8 Mississippi lawmakers test positive for coronavirus, report says

At least eight Mississippi lawmakers have tested positive for the coronavirus after weeks of working in close proximity together in the state Capitol where many did not wear masks.

Lt. Gov. Delbert Hosemann, who presides over the 52-member Senate, and House Speaker Philip Gunn, who presides over that 122-member chamber, are among those who have publicly acknowledged having the virus.

Dr. Thomas Dobbs, the state health officer, said Tuesday there are at least 11 other suspected cases of the virus among legislators and Capitol employees.

FILE: Mississippi Gov.
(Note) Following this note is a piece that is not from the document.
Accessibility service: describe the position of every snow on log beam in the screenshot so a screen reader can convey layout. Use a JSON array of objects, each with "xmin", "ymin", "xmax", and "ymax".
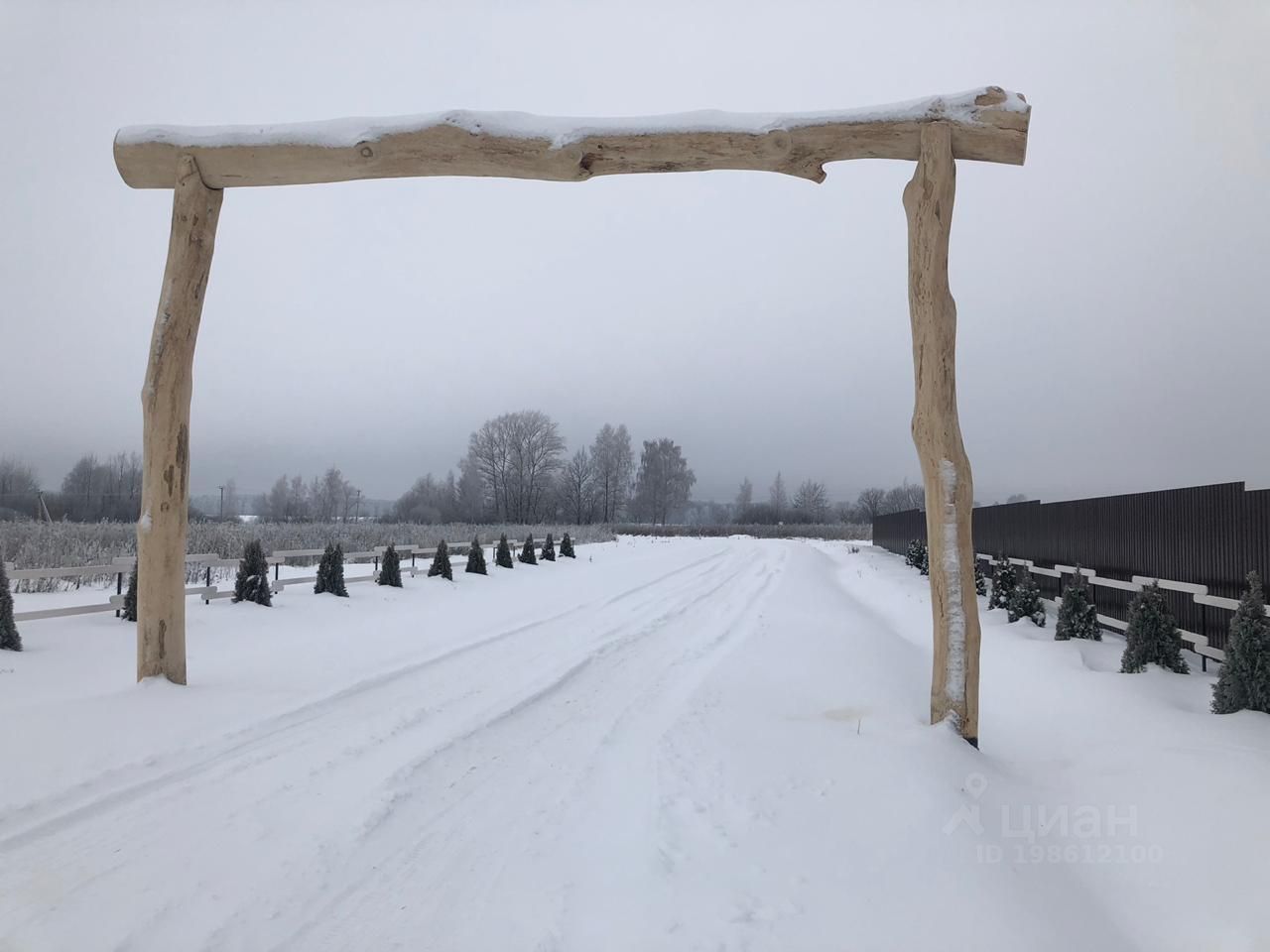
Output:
[{"xmin": 114, "ymin": 86, "xmax": 1031, "ymax": 189}]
Tate Reeves delivers a televised address prior to signing a bill retiring the last state flag in the United States with the Confederate battle emblem, during a ceremony at the Governor's Mansion in Jackson, Miss. 

FILE: Mississippi Gov. Tate Reeves delivers a televised address prior to signing a bill retiring the last state flag in the United States with the Confederate battle emblem, during a ceremony at the Governor’s Mansion in Jackson, Miss.  (AP)

Mississippi legislators were at the Capitol for most of June and on July 1, wrapping up their annual session that was interrupted for several weeks by the pandemic.

Gov. Tate Reeves, 46, said Monday he was in isolation with his wife and their three daughters at the Governor’s Mansion. They were tested for the coronavirus after he came into contact with a lawmaker who tested positive last week.

“My girls and I tested negative for COVID-19,” Reeves wrote Tuesday on Twitter. “Limited contact with the people who were diagnosed, but better safe than sorry! If someone you know gets the virus, get a test!”

The Health Department said Tuesday that Mississippi has had at least 32,214 confirmed cases and 1,158 deaths from the coronavirus as of Monday evening — an increase of 957 confirmed cases and 44 deaths from numbers reported a day earlier.

Dobbs said the rapid increase in cases is stressing the health care system, including emergency rooms.

“My greatest fear is starting to be realized because there are people in ERs now across the state who can’t get a bed, they can’t get transferred where they need to go, and we’re sending them out of state,” Dobbs said

Gunn and Hosemann stood near Reeves and others last week as the governor signed a bill retiring Mississippi’s 126-year-old state flag that had the Confederate battle emblem. None wore masks.

Rep. Bo Brown of Jackson announced last week that he had tested positive for COVID-19. Rep. Greg Haney of Gulfport announced Tuesday that he has the virus.

“We don’t know where we got it,” Haney told The Associated Press. “We had to eat out, so we could have got it from a waitress, waiter, you know, you can’t wear your mask while you eat.”

The Health Department had free drive-thru COVID-19 testing Monday for legislators and others who work in the Capitol. Dobbs said 270 were tested.